In fact, the FAA argues that requiring the use of child restraint systems would significantly raise the price of travel for young families and concluded that this would prompt some families to drive instead, in turn resulting in an increase in highway fatalities of children.

But the NTSB counters that “considerable analysis of real-world air and road vehicle data found no clearly defined relationship between diversion from air travel and highway accidents an injuries,” including after the September 11, 2001, terrorist attacks when air travel dropped significantly and road trips increased.
Parents don’t appreciate that the use of safety seats can be—and has been—a matter of life and death, argues Nora Marshall. She points to past cases where young children have survived plane crashes because they were restrained in safety seats and others in which children were killed when sitting in parents’ laps while the adult survived.

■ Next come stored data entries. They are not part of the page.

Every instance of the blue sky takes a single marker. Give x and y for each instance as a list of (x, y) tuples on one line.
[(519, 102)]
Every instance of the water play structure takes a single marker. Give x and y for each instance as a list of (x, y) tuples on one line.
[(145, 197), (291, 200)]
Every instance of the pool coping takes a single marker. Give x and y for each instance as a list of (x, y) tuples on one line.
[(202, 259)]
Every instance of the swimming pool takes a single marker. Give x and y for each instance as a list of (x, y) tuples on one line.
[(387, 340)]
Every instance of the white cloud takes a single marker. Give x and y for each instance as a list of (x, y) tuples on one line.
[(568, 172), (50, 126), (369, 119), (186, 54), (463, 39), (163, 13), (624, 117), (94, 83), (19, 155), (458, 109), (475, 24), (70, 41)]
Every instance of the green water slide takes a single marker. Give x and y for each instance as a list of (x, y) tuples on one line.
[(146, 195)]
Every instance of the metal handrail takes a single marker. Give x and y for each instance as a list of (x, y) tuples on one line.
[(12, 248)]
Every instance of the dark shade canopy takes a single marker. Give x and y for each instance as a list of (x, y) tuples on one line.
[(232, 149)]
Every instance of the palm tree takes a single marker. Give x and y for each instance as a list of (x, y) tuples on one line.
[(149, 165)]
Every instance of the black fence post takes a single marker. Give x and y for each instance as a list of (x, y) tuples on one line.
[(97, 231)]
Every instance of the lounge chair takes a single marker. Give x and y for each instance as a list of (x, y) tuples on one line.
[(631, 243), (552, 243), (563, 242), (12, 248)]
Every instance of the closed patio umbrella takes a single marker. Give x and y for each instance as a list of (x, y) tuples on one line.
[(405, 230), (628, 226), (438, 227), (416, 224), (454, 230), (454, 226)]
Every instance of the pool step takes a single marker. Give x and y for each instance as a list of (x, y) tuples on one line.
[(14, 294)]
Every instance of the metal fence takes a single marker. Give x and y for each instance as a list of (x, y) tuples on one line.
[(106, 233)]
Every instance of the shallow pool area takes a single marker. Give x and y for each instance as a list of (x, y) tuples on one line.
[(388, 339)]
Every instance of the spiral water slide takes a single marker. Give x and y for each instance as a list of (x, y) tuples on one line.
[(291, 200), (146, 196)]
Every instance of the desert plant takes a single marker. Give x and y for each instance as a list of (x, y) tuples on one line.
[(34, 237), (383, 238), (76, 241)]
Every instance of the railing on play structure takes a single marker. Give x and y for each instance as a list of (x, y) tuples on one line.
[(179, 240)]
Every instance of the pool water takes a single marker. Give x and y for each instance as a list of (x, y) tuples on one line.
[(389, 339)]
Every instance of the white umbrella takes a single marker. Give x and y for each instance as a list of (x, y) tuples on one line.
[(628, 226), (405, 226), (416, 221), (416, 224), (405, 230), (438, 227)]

Take the case of the United Airlines DC-10 that crashed in Sioux City, Iowa in 1989. The parents of the four lap-held children were told to put their children on the cabin floor and hold them in that position while the adults assumed “the protective brace position,” But three of the parents reported to investigators they were unable to hold on to their babies and a 23-month-old died.

Five years later a US Airways flight crashed in Charlotte, North Carolina. Among the 37 who were killed was a nine-month-old baby held by her mother, who survived. NTSB investigators believed the baby might not have sustained fatal injuries if she had been properly restrained in a child restraint system.

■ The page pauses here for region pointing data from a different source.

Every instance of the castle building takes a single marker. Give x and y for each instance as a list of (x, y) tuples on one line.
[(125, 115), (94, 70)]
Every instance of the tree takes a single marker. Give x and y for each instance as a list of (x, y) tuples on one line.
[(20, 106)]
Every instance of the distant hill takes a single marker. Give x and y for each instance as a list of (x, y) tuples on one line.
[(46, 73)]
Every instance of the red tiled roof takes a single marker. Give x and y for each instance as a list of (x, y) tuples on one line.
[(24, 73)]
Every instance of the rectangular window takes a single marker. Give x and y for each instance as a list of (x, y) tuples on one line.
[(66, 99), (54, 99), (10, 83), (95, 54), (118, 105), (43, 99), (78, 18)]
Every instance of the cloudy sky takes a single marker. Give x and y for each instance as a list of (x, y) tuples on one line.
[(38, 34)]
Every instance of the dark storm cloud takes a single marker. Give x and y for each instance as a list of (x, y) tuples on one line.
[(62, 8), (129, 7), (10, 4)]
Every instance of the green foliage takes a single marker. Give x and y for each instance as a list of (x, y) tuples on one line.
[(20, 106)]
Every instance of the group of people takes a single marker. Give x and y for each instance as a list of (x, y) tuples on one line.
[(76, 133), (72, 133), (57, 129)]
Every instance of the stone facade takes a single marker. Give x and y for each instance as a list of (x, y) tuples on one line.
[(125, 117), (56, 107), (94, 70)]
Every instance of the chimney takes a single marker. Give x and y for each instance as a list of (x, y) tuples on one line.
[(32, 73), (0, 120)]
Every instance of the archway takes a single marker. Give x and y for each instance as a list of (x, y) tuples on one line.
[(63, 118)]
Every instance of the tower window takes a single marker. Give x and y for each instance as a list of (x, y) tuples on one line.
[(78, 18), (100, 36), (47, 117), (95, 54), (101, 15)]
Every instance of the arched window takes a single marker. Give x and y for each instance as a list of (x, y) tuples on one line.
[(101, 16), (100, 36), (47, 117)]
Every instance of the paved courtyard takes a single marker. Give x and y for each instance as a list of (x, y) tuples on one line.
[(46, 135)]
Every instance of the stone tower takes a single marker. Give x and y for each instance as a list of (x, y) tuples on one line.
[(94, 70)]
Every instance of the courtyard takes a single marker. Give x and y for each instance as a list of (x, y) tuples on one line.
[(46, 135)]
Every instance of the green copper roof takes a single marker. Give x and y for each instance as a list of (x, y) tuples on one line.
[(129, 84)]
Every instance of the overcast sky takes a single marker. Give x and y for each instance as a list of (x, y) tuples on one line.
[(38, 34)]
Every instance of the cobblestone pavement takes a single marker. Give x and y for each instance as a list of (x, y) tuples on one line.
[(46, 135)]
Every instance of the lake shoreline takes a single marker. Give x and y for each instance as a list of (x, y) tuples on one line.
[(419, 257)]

Now, in the wake of the investigation into a horrific private plane crash nearly two years ago in Butte, Montana, that killed 14 people—including seven children—the NTSB is once again raising the issue of why young children are permitted to fly without their own seats in which they would be properly restrained.

In this most recent case, three young families—including two sisters and their children—were on their way from California to rendezvous with grandparents for a ski vacation. There weren’t enough seats on the plane for everyone but that is legal—as long as the total weight per seat isn’t more than 170 pounds.

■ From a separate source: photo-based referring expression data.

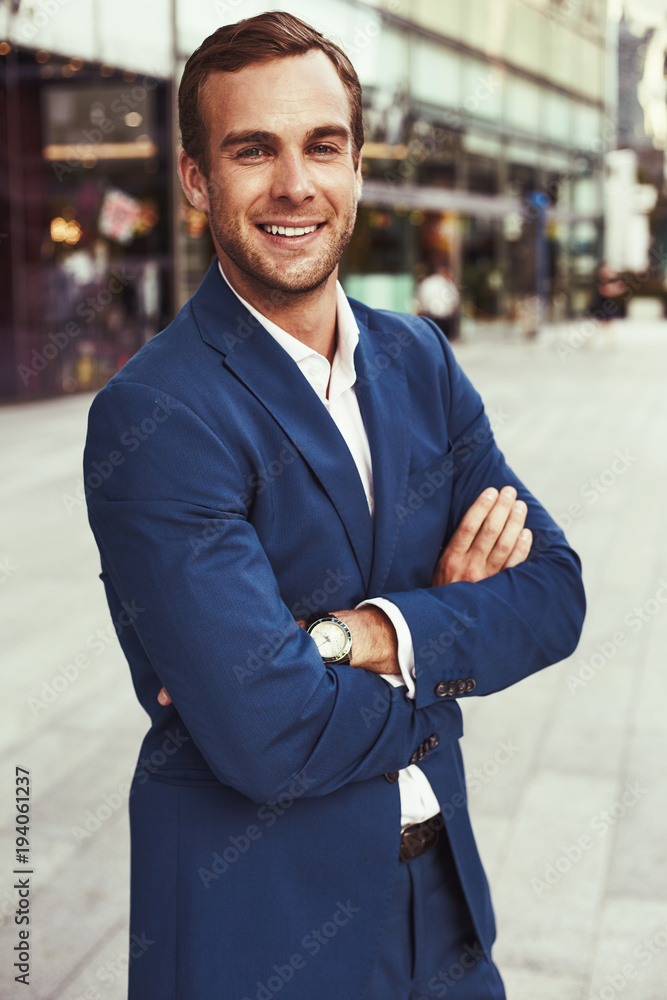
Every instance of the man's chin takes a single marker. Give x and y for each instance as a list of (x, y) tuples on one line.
[(288, 281)]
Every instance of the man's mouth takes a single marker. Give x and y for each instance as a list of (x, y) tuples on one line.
[(290, 231)]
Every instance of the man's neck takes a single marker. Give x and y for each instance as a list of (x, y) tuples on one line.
[(308, 316)]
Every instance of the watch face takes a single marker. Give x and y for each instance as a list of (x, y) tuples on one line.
[(332, 640)]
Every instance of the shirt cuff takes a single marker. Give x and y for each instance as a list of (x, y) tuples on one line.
[(406, 653)]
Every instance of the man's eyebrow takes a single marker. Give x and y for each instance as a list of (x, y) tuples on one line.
[(336, 131), (259, 137), (247, 139)]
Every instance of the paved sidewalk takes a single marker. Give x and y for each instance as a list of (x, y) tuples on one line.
[(567, 771)]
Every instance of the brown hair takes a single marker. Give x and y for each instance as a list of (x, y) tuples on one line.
[(273, 35)]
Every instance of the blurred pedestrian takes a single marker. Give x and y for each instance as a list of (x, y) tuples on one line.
[(438, 299), (608, 302)]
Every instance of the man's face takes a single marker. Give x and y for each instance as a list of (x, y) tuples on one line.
[(281, 160)]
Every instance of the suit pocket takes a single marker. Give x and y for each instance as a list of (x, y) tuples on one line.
[(435, 475)]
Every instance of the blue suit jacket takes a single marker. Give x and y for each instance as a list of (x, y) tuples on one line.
[(225, 503)]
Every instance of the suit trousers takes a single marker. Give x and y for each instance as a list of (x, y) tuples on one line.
[(429, 948)]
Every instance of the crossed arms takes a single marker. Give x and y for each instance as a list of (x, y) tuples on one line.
[(491, 537), (202, 614)]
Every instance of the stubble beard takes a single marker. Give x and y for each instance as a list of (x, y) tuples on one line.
[(302, 278)]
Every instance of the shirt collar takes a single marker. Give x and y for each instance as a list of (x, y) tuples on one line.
[(342, 372)]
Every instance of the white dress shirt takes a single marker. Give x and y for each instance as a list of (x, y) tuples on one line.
[(418, 801)]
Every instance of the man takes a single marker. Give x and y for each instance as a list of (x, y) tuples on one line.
[(277, 454)]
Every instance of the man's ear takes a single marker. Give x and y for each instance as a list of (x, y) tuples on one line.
[(358, 180), (193, 182)]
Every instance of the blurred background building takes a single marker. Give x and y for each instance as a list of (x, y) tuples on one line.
[(487, 125)]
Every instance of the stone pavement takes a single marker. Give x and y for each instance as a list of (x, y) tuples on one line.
[(567, 771)]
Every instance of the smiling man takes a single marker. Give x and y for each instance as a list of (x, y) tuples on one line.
[(329, 551)]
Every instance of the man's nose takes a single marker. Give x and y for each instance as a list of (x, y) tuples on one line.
[(291, 179)]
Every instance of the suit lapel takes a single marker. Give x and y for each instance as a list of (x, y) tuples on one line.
[(382, 391), (275, 380)]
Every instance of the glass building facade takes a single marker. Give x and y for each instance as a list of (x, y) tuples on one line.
[(486, 127)]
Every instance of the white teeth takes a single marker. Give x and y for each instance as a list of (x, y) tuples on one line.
[(289, 230)]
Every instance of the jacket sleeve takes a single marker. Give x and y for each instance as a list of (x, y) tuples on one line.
[(247, 681), (495, 631)]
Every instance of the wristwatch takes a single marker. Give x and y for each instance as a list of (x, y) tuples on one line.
[(333, 637)]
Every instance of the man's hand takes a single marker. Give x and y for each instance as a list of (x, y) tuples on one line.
[(374, 642), (490, 537)]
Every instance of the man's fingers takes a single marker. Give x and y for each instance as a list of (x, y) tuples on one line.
[(493, 525), (471, 522), (521, 550), (507, 539)]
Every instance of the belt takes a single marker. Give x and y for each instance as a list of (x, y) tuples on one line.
[(419, 837)]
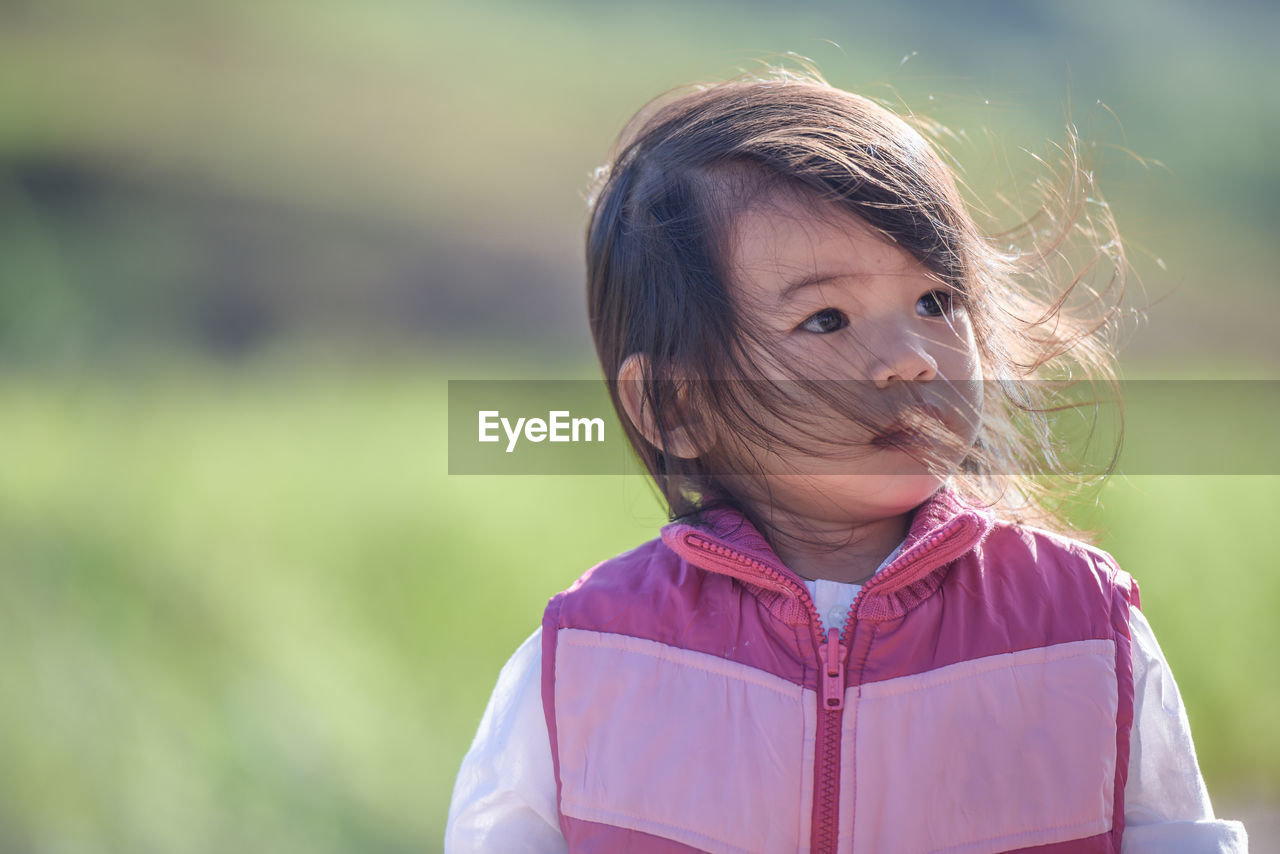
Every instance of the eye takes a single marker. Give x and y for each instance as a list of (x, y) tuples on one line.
[(937, 304), (826, 320)]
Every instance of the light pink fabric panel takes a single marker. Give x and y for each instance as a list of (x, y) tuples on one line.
[(984, 756), (676, 743)]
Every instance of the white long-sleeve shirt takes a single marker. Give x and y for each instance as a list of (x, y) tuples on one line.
[(504, 794)]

The NTSB has been arguing for more than 15 years that each passenger should have their own seat, pointing to private plane crashes where children survived because they were properly restrained. While this Montana crash wasn’t survivable, NTSB officials say that had the crash been less severe, any unrestrained children or those sharing a single seatbelt would have been at much greater risk of injury or death. “We want to learn from this and prevent a similar tragedy,” Marshall said.

The NTSB, though, can only make recommendations. It is up to the FAA to take action. FAA spokeswoman Alison Duquette said the agency will consider the NTSB’s recent recommendation, but the agency has no immediate plans to change its rules. To continue to heighten public awareness, the NTSB has scheduled a public forum for December 9, titled “Child Passenger Safety in the Air and in Automobiles,” which you can view on the NTSB website, where you can also find additional information about the forum. Meanwhile, it is up to you. Yes, that means you would have to buy a seat for your baby. Tell all your friends they should too. Southwest Airlines offers infant fares for children under two so that you can use your safety seat, as long as you supply a birth certificate. I wish every airline did. It will also give you an empty seat for a lap child, if one is available, but you certainly can’t count on that. Virgin Atlantic supplies safety seats to all young children whose parents have purchased a seat for them.

If you don’t want to lug your safety seat to the gate, check out Kids Fly Safe, which makes CARES, the Child Aviation Restraint System, an FAA-approved, harness-type safety device—designed by a grandmother—that fits into a six-inch stuff sac and adjusts to fit airplane seats. It is designed for kids weighing 26 to 44 pounds (typically one to four years old).

I know in this economy it is tough to justify buying an extra plane ticket when you don’t have to, but isn’t your child’s safety worth it?

“There’s a difference,” says Marshall, “Between what’s allowed and what’s safe.”